How much does all of this actually matter?

To measure the performance implications of the various options, I made some buffers and sent them back and forth repeatedly between workers while measuring the round-trip time. I repeated the experiment with two different buffer sizes (a large 20 MB buffer, and a small 16 B one) and three different message-passing methods. The timings were done on Firefox 101, and the code is available here.

20MB buffer 16B buffer
post_message 28ms 0.028ms
post_message_with_transfer 0.033ms 0.033ms
std::sync::mpsc::channel 0.0062ms 0.0062ms

You’ll notice that Rust-native shared memory is the fastest by a substantial factor but not a very large absolute amount, unless you really need to send a lot of messages. Between the JavaScript methods, post_message_with_transfer has some small overhead compared to post_message for small buffers, but this is dwarfed by the copying time if you have substantial data to send.
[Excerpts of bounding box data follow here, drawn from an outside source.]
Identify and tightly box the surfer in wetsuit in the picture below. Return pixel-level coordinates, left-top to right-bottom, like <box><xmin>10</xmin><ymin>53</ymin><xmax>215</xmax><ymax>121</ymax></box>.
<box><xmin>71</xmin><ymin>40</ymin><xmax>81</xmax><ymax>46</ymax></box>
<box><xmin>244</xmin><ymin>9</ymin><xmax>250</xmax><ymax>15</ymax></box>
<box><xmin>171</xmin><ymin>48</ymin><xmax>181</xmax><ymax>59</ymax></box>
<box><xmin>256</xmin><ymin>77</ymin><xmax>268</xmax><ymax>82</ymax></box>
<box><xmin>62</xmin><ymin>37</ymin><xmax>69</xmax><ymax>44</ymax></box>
At Tweag, we’ve been working with a client on an optimized WASM library that caches and doles out largish (around 20MB each) chunks of data. We tried various different threading architectures and ended up making do without shared memory. Our heavy use of non-lock-free primitives made it hard to keep the main browser thread happy when using shared memory, while the hybrid architecture depicted above forced us into too many expensive copies (we couldn’t just transfer the data to the main thread because we needed a copy in cache). With a separate-memory architecture, we arranged our data processing so that large buffers are only ever transferred, never copied. And the small overhead of post_message_with_transfer was negligible compared to the other processing we were doing.

Your ideal architecture might be different from ours. By explaining some of the trade-offs involved, I hope this post will help you find it!